Tsim Sha Tsui is the hub of Kowloon and one of the most popular place in Hong Kong. Already existed in the Ming dynasty, its name derived from its pointy sand bay that is now a concrete jungle. With an MTR station as well as an East Rail station, it can be confusing for first timers to navigate around the vast region and might miss out on a lot of the fabulous things Tsim Sha Tsui has to offer. But fret not, because we are here to list them all out:
The largest Mosque in Hong Kong, the Kowloon Masjid and Islamic Centre is one of the five Mosques in Hong Kong. Right next to one of the MTR exit on Nathan Road – it’s become a part of the landscape in Tsim Sha Tsui.

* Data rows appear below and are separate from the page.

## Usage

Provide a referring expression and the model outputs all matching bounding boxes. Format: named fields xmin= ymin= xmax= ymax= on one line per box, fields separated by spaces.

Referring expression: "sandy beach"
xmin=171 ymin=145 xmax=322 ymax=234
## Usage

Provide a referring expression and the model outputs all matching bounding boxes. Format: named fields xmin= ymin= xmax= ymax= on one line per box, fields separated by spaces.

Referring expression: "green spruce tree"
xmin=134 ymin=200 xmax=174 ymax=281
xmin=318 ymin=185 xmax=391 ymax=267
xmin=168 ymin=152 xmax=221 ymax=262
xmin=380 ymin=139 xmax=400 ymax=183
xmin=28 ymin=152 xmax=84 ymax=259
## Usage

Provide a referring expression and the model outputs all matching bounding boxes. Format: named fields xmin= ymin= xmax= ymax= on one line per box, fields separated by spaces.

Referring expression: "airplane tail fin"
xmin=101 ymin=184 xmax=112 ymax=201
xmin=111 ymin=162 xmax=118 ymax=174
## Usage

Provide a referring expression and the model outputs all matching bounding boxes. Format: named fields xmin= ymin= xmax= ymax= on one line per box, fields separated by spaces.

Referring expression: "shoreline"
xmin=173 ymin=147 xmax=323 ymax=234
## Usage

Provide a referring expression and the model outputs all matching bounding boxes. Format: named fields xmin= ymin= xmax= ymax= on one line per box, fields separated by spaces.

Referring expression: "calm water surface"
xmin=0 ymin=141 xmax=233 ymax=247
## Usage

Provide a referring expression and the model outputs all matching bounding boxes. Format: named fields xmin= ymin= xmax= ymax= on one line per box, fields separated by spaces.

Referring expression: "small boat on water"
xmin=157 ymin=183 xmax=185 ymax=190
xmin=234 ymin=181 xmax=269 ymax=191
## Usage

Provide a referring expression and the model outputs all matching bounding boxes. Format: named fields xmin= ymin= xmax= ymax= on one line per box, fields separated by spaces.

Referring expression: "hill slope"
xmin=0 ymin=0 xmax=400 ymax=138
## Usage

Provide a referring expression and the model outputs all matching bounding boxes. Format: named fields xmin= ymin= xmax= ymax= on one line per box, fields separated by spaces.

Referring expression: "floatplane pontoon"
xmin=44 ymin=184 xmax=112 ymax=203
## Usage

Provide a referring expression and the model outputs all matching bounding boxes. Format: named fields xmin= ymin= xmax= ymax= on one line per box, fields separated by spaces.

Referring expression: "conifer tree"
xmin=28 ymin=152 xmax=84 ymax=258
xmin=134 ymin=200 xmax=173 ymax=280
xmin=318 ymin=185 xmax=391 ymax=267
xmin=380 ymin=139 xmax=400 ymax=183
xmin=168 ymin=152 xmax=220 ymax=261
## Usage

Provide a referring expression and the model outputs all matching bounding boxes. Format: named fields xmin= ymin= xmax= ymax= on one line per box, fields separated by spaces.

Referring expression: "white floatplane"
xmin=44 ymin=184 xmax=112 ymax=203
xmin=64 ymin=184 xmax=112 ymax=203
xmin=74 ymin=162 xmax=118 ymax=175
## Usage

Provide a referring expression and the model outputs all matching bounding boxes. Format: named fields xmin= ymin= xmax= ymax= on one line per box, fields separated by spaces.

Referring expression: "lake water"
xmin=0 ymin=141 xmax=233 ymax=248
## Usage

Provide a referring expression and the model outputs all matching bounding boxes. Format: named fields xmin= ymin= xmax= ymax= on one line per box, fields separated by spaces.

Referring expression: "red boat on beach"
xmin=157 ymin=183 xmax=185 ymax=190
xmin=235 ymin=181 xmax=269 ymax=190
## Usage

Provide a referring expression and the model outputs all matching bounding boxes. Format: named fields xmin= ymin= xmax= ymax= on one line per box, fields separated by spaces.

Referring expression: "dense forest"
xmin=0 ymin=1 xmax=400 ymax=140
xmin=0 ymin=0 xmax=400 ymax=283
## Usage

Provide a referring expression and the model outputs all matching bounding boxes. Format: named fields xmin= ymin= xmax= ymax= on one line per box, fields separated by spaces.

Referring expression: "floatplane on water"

The gathering place of many South Asians, the building was originally meant to be used as housing. Now a collection of cheap accommodations, services and shops, it’s built in 1961 and the safety of the building has always been a controversial topic. While Chungking Mansion is a site that you should see, do pay attention to your safety and not venture into alone.
The gorgeous colonial style building was built in 1884 and used to be the Marine Police’s headquarter until they moved to Sai Wan Ho. It has gained the status of monument in 1994 and redeveloped into the 1881 Heritage Hotel in 2009.
The Lan Kwai Fung of Kowloon, Knutsford Terrace is home to a variety of cuisines, and you guessed it, bars. From Mexican to fusion food, you are sure to find everything you want here plus special happy hour prices.
If you don’t want to ‘slum’ it on the streets – then head to one of the many malls in Tsim Sha Tsui, notably The One and Isquare. Full of restaurants to choose from and air conditioned, you can enjoy a quaint afternoon tea at the Dazzling Café at the One or stuff yourself at a Hot Pot buffet in Isquare.
A planetarium right by the sea, the Space Museum was opened in 1980 with two wings. The egg shaped dome of the planetarium houses the Stanley Ho Space Theatre while the west wing is home to the hall of astronomy. Admission is free on a Wednesday.
Stretched along the Victoria Harbour is the wooden walkway that imitates the Hollywood Walk of Fame. Here, you can find the handprints of famous stars from Hong Kong, and there’s even a statue of Bruce Lee. It is currently in redevelopment, and is due to reopen in 2018.
The only remaining building from the Kowloon Station on the Kowloon-Canto Railway that was demolished, the Clock Tower stands tall in front of the Victoria Harbour in its red brick and granite glory. At 44m tall, its clock is from the Pedder Street Clock Tower (that was also demolished) and the bells originally on display in Shatin Station until 2010.